Some sample code examples in Python to scrape data from the web and saving it to a database.
This repository is the fully implemented code of the tutorial "Step by Step Guide on Scraping Data from a Website and Saving it to a Database" on howpcrules.com. For a more detailed tutorial please take a look at the blog post.
Web scraping and saving data to a database is the goal of this piece of code and the sample page being scraped is the following: https://howpcrules.com/sample-page-for-web-scraping/.
- A working version of Python 2 or Python 3.
- Locally running MySQL software.
- Python libraries beautifulsoup4, MySQLdb aka. mysqlclient and requests.

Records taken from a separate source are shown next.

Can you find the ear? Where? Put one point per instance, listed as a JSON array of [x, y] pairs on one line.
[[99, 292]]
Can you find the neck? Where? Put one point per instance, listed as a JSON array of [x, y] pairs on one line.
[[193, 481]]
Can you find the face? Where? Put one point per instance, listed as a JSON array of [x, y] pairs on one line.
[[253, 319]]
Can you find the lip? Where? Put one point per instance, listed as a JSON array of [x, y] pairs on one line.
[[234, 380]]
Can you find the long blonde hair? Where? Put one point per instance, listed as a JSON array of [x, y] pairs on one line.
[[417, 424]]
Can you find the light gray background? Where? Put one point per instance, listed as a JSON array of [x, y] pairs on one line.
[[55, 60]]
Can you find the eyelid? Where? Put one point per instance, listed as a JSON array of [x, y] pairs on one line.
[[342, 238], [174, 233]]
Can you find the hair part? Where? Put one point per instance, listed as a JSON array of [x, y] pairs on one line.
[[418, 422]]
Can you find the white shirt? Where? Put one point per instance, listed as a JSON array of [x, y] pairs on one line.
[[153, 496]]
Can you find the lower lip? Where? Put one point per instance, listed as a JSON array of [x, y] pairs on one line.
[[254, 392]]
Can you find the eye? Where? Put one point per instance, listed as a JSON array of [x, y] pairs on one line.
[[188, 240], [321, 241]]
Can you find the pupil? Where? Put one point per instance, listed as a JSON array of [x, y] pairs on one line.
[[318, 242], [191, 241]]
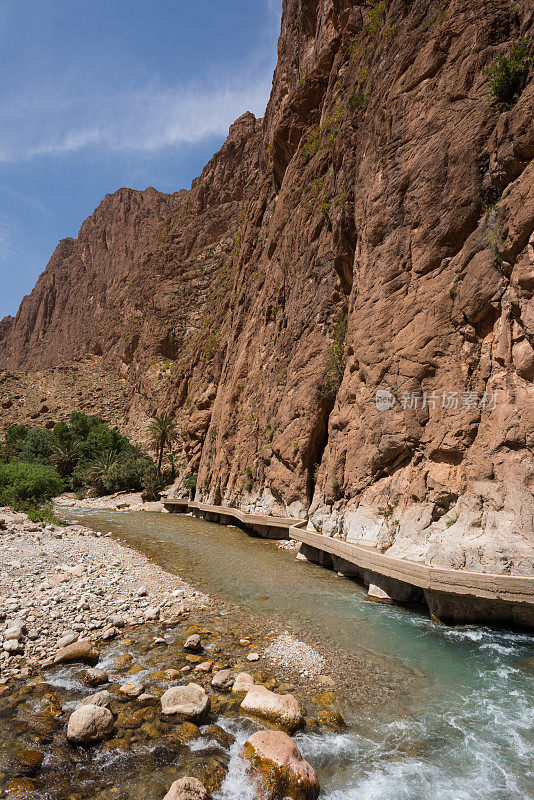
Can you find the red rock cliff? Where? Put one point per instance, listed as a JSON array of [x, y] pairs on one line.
[[373, 233]]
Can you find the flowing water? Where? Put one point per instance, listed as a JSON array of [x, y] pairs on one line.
[[465, 733], [469, 734]]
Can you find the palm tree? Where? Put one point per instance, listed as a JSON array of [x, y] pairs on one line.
[[65, 455], [163, 432], [98, 470]]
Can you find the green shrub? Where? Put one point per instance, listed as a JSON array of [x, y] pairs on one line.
[[507, 72], [15, 440], [24, 485], [190, 481], [335, 357]]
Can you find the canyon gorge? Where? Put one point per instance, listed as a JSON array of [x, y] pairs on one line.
[[339, 312]]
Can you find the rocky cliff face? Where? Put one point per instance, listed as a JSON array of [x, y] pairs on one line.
[[373, 234]]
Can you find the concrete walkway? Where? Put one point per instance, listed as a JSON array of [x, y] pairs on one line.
[[488, 586]]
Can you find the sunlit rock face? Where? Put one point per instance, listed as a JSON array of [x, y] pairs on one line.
[[339, 311]]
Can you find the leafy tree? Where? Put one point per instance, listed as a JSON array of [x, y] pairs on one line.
[[65, 454], [15, 439], [507, 72], [37, 446], [24, 484], [163, 433]]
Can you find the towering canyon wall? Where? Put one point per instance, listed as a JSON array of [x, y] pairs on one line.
[[373, 233]]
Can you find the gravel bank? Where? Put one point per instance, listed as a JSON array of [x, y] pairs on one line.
[[60, 584]]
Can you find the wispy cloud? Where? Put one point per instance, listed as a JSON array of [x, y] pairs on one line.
[[146, 119]]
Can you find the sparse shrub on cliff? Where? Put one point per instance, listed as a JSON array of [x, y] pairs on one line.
[[25, 485], [507, 72], [361, 92], [392, 525], [335, 357], [376, 15], [163, 433], [325, 211]]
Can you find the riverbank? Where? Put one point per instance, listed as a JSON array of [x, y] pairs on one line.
[[397, 678], [82, 612], [64, 583]]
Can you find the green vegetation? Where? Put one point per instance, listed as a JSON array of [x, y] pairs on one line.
[[25, 484], [321, 138], [335, 357], [190, 481], [247, 486], [392, 525], [85, 455], [507, 72], [361, 92], [163, 433], [376, 17]]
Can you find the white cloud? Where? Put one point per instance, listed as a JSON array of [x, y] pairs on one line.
[[61, 120]]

- An active internet connection.
- Open your locally run MySQL software (phpMyAdmin, Sequel Pro etc.) and create a database with the name "scraping_sample".
- Create a user with the username "scraping_user" and give the user the needed privileges to read and modify the table "scraping_sample".

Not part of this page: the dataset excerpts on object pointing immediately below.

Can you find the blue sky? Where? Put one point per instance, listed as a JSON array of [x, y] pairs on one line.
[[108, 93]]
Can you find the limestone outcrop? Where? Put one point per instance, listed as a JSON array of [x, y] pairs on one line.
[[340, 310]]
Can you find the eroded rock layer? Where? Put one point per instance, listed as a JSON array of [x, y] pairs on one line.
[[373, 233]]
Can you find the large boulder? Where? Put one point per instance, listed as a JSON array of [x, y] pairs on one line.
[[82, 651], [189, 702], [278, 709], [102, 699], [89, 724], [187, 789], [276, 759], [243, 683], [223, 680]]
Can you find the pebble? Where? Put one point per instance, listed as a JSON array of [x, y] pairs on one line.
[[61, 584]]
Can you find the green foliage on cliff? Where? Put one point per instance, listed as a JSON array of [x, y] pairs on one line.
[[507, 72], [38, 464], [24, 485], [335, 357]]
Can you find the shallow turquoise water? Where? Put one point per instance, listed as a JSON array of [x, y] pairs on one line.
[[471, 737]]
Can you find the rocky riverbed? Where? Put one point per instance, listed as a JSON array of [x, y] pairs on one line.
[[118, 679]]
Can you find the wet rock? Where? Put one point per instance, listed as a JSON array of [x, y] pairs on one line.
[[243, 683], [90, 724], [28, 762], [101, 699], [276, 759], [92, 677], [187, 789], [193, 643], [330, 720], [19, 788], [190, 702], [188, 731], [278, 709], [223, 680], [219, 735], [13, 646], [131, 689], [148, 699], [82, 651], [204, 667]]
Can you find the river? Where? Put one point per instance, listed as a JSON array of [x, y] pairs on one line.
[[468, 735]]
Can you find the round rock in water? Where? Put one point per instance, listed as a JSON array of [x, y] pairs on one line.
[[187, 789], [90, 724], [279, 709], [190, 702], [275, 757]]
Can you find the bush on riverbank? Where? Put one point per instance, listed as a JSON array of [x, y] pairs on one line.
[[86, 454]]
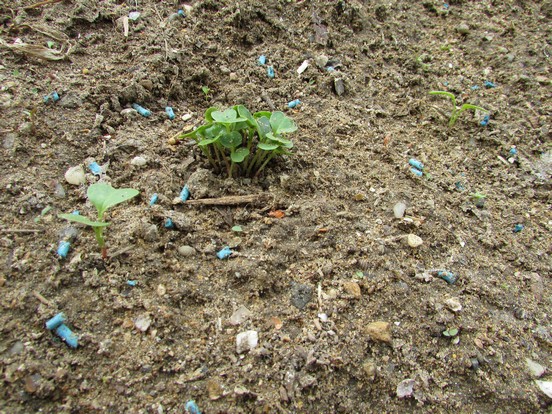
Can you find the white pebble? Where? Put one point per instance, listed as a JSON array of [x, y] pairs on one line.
[[399, 209], [414, 241], [405, 388], [453, 304], [240, 316], [142, 322], [545, 386], [75, 175], [303, 67], [536, 369], [186, 251], [138, 161], [246, 341]]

- Navigate to the MySQL command line and execute the following commands to create the needed tables to save the scraped data into.
CREATE TABLE `classes` (
`id` int(10) unsigned NOT NULL AUTO_INCREMENT,
`name_of_class` varchar(255) COLLATE utf8_unicode_ci NOT NULL,
`type_of_course` varchar(255) COLLATE utf8_unicode_ci DEFAULT NULL,
`lecturer` varchar(255) COLLATE utf8_unicode_ci DEFAULT NULL,
`number` varchar(255) COLLATE utf8_unicode_ci DEFAULT NULL,
`short_text` text COLLATE utf8_unicode_ci DEFAULT NULL,
`choice_term` varchar(255) COLLATE utf8_unicode_ci DEFAULT NULL,
`hours_per_week_in_term` varchar(255) COLLATE utf8_unicode_ci NOT NULL,
`expected_num_of_participants` varchar(255) COLLATE utf8_unicode_ci NOT NULL,
`maximum_participants` varchar(255) COLLATE utf8_unicode_ci NOT NULL,
`assignment` varchar(255) COLLATE utf8_unicode_ci NOT NULL,
`lecture_id` varchar(255) COLLATE utf8_unicode_ci NOT NULL,
`credit_points` varchar(255) COLLATE utf8_unicode_ci NOT NULL,
`hyperlink` text COLLATE utf8_unicode_ci DEFAULT NULL,
`language` varchar(255) COLLATE utf8_unicode_ci NOT NULL,
`created_at` timestamp NULL DEFAULT NULL,
PRIMARY KEY (`id`)
) ENGINE=InnoDB AUTO_INCREMENT=0 DEFAULT CHARSET=utf8 COLLATE=utf8_unicode_ci;
CREATE TABLE `events` (
`id` int(10) unsigned NOT NULL AUTO_INCREMENT,
`class_id` int(10) unsigned NOT NULL,
`start_date` varchar(255) COLLATE utf8_unicode_ci DEFAULT NULL,
`end_date` varchar(255) COLLATE utf8_unicode_ci DEFAULT NULL,
`day` varchar(255) COLLATE utf8_unicode_ci DEFAULT NULL,
`start_time` varchar(255) COLLATE utf8_unicode_ci DEFAULT NULL,
`end_time` varchar(255) COLLATE utf8_unicode_ci DEFAULT NULL,
`frequency` varchar(255) COLLATE utf8_unicode_ci DEFAULT NULL,
`room` varchar(255) COLLATE utf8_unicode_ci DEFAULT NULL,
`lecturer_for_date` varchar(255) COLLATE utf8_unicode_ci DEFAULT NULL,
`status` varchar(255) COLLATE utf8_unicode_ci DEFAULT NULL,
`remarks` text COLLATE utf8_unicode_ci,
`cancelled_on` text COLLATE utf8_unicode_ci,
`max_participants` varchar(255) COLLATE utf8_unicode_ci DEFAULT NULL,
`created_at` timestamp NULL DEFAULT NULL,
PRIMARY KEY (`id`),
KEY `events_class_id_foreign` (`class_id`),
CONSTRAINT `events_class_id_cascade` FOREIGN KEY (`class_id`) REFERENCES `classes` (`id`) ON DELETE CASCADE
) ENGINE=InnoDB AUTO_INCREMENT=0 DEFAULT CHARSET=utf8 COLLATE=utf8_unicode_ci;
- Clone this repository into a folder
- Go to the just cloned folder and execute the script For Python 3:
python3 scraping_single_web_page.py
For Python 2:
python2 scraping_single_web_page.py